We are seeking a highly motivated candidate with a PhD in a related domain (deep learning, NLP).
Factors of success include:
- previous experience working with high performance computing
- good theoretical and practical knowledge in large model training
- Reasonable proficiency in French
- Curious mindset.

Possible collaboration:
- Gaël Dias, CNRS GREYC (gael.dias@unicaen.fr)

References

[1] Judith Abécassis, Théo Jolivet, Audrey Bergès, Elise Liu,
Jean-Baptiste Julla, Yawa Abouleka, Julie Alberge, Isabel Bonnetier,
Thomas Petit-Jean, Romain Bey, et al. Operational challenges of
building a million-patient cohort from ehrs: The cohort of diabetic
patients (codia) on the ap-hp eds. In journée de l'Atelier TIDS
(Traitement Informatique des Données de Santé) du GdR MaDICS, 2024.

[2] Lihu Chen, Alexandre Perez-Lebel, Fabian Suchanek, and Gaël
Varoquaux. Reconfidencing llm uncertainty from the grouping loss
perspective. In The 2024 Conference on Empirical Methods in Natural
Language Processing.  arXiv, 2024.

[3] Lihu Chen and Gaël Varoquaux. What is the role of small models in
the llm era: A survey. arXiv preprint arXiv:2409.06857, 2024.

[4] Lihu Chen, Gaël Varoquaux, and Fabian M Suchanek. Imputing
out-of-vocabulary embeddings with love makes language models robust
with little cost. arXiv preprint arXiv:2203.07860, 2022.

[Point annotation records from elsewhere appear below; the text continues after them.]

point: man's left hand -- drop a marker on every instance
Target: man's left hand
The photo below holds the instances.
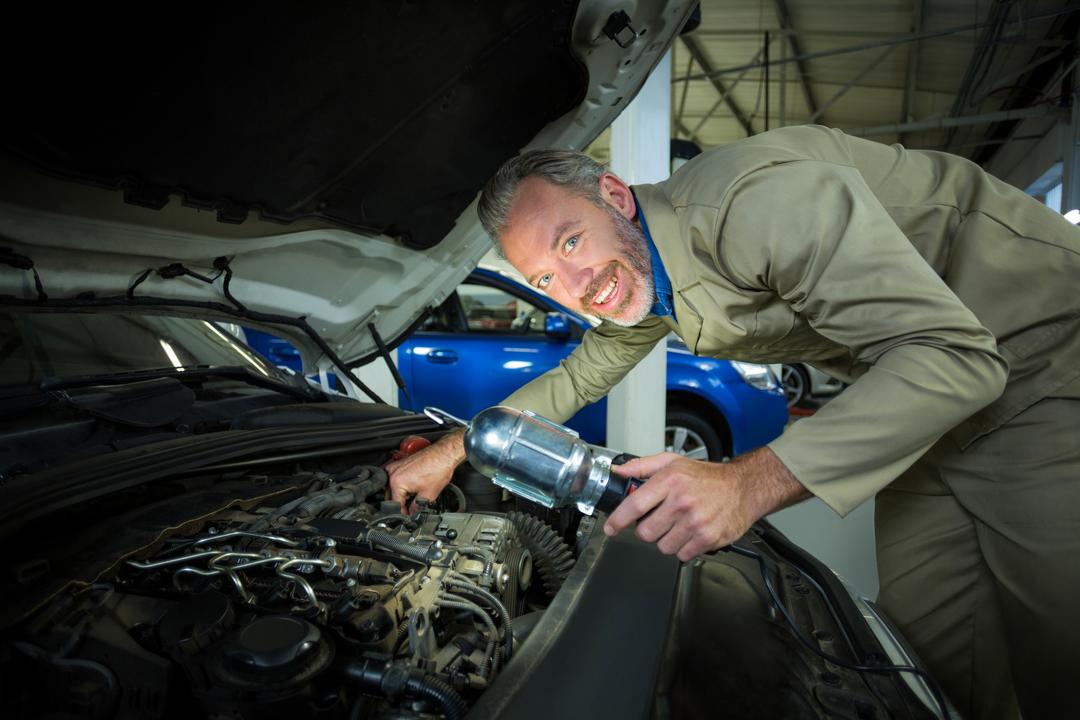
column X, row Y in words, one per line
column 697, row 506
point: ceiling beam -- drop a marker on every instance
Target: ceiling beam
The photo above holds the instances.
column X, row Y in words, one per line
column 928, row 35
column 913, row 67
column 793, row 40
column 706, row 67
column 851, row 83
column 961, row 121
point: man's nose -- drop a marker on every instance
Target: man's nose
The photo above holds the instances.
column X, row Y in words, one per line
column 576, row 281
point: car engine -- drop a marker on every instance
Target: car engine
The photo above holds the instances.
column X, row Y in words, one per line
column 333, row 605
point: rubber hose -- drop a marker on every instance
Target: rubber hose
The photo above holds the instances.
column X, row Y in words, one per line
column 395, row 545
column 552, row 558
column 458, row 602
column 436, row 690
column 459, row 497
column 514, row 596
column 469, row 588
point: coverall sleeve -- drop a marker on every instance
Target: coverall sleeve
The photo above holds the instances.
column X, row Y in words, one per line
column 606, row 354
column 814, row 233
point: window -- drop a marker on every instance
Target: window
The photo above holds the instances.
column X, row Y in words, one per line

[5] Léo Grinsztajn, Edouard Oyallon, Myung Jun Kim, and Gaël
Varoquaux. Vectorizing string entries for data processing on tables:
when are larger language models better? arXiv preprint
arXiv:2312.09634, 2023.

[6] Gaël Varoquaux, Alexandra Sasha Luccioni, and Meredith
Whittaker. Hype, sustainability, and the price of the bigger-is-better
paradigm in ai. arXiv preprint arXiv:2409.14160, 2024.